Again the Worcester memory cupboard was bare. I hadn’t seen Emmie’s family in weeks. I reached for the third glass.
“Are you certain of all this, Reeves? Gippy Gipperswick hasn’t slipped you a fiver to play a prank on the young master, has he?”
“No, sir. I have laid out your clothes. The telephone call from your aunt will commence in seven and one half minutes.”
The telephone rang exactly as Reeves predicted. The stentorian tones of Aunt Fuschia boomed down the line, dislodging all the starlings from every telephone wire between Stumpley Bagpuss and London.
I moved the ear piece a further inch or so away from my ear. Aunt Fuschia, whose “View Halloo!” could be heard from several counties away during her fox-hunting days, was in far too good a voice for a chap with delicate grey cells.
“What ho, ancient relative,” I replied. “Did you speak to Reeves earlier?”
“No, I did not speak to Reeves earlier. Now stop babbling and listen. Your presence is required at the Hall tomorrow evening to discuss your wedding. I take it the girl hasn’t come to her senses yet and given you the elbow?”
“No, aunt. The church is booked and the bishop is straining in the stalls, awaiting the off.”
A disapproving hum came down the line, whether from Aunt Fuschia or a peeved starling I wasn’t quite sure.
“What on earth this Evelyn girl sees in you escapes me. She can see, can’t she?”

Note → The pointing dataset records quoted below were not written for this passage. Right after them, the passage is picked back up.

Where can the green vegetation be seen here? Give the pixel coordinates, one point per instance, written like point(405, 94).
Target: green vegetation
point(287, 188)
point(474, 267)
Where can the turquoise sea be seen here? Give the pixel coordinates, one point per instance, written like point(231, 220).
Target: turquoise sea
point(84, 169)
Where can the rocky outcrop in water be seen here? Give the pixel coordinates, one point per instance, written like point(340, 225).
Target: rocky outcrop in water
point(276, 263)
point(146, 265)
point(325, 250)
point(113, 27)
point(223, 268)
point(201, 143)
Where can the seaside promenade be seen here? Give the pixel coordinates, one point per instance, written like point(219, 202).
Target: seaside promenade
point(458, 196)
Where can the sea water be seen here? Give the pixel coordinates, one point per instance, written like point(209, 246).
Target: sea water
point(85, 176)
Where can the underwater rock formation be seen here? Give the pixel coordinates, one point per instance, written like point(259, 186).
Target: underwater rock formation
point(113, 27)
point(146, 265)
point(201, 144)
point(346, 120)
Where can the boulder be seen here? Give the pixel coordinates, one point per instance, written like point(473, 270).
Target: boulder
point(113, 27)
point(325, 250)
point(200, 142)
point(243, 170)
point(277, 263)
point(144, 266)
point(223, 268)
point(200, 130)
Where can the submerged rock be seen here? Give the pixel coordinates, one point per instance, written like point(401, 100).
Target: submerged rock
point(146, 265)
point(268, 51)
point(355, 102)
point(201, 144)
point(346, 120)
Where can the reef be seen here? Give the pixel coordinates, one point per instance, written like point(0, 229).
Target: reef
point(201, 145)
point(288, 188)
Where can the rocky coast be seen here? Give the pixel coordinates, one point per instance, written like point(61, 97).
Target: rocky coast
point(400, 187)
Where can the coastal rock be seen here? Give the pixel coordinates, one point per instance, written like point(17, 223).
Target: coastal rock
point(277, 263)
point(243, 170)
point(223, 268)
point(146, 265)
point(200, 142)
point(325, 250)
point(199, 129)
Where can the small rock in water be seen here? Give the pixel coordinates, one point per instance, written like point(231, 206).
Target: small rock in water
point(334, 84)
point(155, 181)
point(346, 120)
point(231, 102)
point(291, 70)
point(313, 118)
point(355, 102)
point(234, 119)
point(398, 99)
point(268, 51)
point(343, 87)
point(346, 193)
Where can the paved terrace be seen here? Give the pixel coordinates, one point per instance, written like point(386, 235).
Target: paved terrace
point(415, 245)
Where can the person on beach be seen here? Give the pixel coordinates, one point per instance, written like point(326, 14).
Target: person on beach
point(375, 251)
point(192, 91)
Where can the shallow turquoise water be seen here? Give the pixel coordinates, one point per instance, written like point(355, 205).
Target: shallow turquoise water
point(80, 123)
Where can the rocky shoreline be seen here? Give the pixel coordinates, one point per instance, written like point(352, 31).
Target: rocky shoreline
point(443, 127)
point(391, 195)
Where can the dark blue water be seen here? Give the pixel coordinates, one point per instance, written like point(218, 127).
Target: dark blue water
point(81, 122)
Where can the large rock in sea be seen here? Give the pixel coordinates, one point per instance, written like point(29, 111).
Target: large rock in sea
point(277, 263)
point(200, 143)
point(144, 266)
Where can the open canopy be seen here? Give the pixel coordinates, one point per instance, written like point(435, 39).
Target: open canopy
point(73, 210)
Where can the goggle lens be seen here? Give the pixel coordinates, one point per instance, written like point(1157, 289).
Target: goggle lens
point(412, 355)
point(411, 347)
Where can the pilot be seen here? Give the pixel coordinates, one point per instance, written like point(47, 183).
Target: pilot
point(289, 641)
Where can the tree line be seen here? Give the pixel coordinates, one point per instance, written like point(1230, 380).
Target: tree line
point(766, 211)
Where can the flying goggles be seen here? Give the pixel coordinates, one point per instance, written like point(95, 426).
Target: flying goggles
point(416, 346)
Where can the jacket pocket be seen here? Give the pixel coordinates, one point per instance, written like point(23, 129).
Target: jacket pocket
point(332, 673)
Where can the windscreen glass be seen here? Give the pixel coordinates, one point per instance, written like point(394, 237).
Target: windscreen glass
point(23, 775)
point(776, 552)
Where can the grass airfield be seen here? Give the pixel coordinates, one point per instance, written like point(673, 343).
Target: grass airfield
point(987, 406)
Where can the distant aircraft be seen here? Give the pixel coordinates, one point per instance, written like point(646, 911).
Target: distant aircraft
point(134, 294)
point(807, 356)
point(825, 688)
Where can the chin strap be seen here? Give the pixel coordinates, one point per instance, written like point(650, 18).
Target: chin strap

“Perfectly, and Miss Dreadnought’s name is Emmeline not Evelyn.”
“Is it? Well, be certain you bring her with you tomorrow. We will expect you both at five. There will be twelve for dinner.”
The line went dead. Twelve? There’d never been twelve at the Stumpley Bagpuss trough before. Aunt Fuschia abhorred large dinner parties. Were the whole family going to be there? Maybe a small flotilla of Dreadnoughts?
And twelve sounded far too much like a jury.
“I don’t like this, Reeves.” I said. “Does anything else portentous happen today?”
“Later this morning, sir, Miss Emmeline will express considerable concern about this evening. An invitation has been extended to the two of you to dine with her family. Apparently her great aunt and uncle from the principality of Wales will be there.”
“Ghastly, are they?”
“Miss Emmeline finds them disconcerting, sir. They have an uncompromising religious perspective and rather strong views on temperance. Miss Emmeline’s mother holds their opinion in very high esteem.”
“When you say temperance, you don’t mean they’re teetotallers?”
“I do, sir. Your evening will be an exceedingly ‘dry’ one.”
“Do I survive it? Presumably you’ve seen me come home twice from this fiasco?”
“I have never seen you return, sir.”
“You haven’t? I can’t see a dinner party at the Dreadnoughts lasting beyond eleven. The last time I went, half the family were nodding off by ten.”
The Worcester grey cells boggled. Had I stopped off somewhere on the way home? Or had something unexpected happened at dinner?